The movie chronicles the devastating toll that AIDS take on Felix, and therefore, Ned. The movie reportedly shows the last few minutes of Felix’s life, so WARNING – have tissues nearby while viewing. “This is heartbreaking, challenging material, and I don’t know if I would want to go out and pay $20 and sit in a theater with a bunch of strangers and start opening that time box,” Roberts told EW.

Bomer lost 40 pounds to portray the AIDS-stricken Felix. “Basically I did a fast, and then I had spoken with Matthew McConaughey [who costarred with Bomer in Magic Mike], ” Bomer recalls. “He had just finished Dallas Buyers Club and I called him.

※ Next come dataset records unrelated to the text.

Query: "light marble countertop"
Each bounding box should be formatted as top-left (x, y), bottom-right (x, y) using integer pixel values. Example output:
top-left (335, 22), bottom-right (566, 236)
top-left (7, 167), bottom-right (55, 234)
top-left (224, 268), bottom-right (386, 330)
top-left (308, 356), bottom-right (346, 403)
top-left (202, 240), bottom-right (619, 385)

It was so worth it because of the physical reality it created for me.”

“It was like the smaller he got, the quieter all his energy became,” Roberts elaborated. “That was heartbreaking, to see someone allowing this dimness to take over. I hideously ate full lunches right in front of him, and I would say, ‘Does this bother you?’ ‘No.’ And he’d pull out his little lunch of a lettuce leaf and four almonds and be sweet as can be while I was having my BLT with a side of BLT.”

HBO is the perfect home for the film, which has a history of creating thought-provoking, boundary-pushing programming. “I spoke to some [movie] studios about it. But it was that thing where the $10-20 million movie that was a staple of the movie business 10 years ago is gone,” Murphy stated. “So if you were gonna do The Normal Heart at a studio, it was sort of like, ‘Here’s $5 million,’ and I couldn’t do it with that.” Heart reportedly cost between $15 and $18 million to make.

HBO programming president Michael Lombardo said, “We have tried to tell the stories that aren’t being told, whether the networks or movie studios can’t or won’t tell them, and I think many of those have been in the area of the LGBT, of the disenfranchised.

Come this July, cast members may very likely hear their names announced when the Emmy nominations are announced. But all members involved report that they agreed to the project not for recognition, but to keep the conversation and activism around AIDS and equality issues moving forward. Parsons, who played the same role in the Broadway revival, told EW that the story is “about gay life, but in its own way it’s overtaken as a tale of humanity. It transcends being about one group of people, and I think that’s the whole point.”

The Normal Heart premieres Sunday, May 25 on HBO at 9 pm.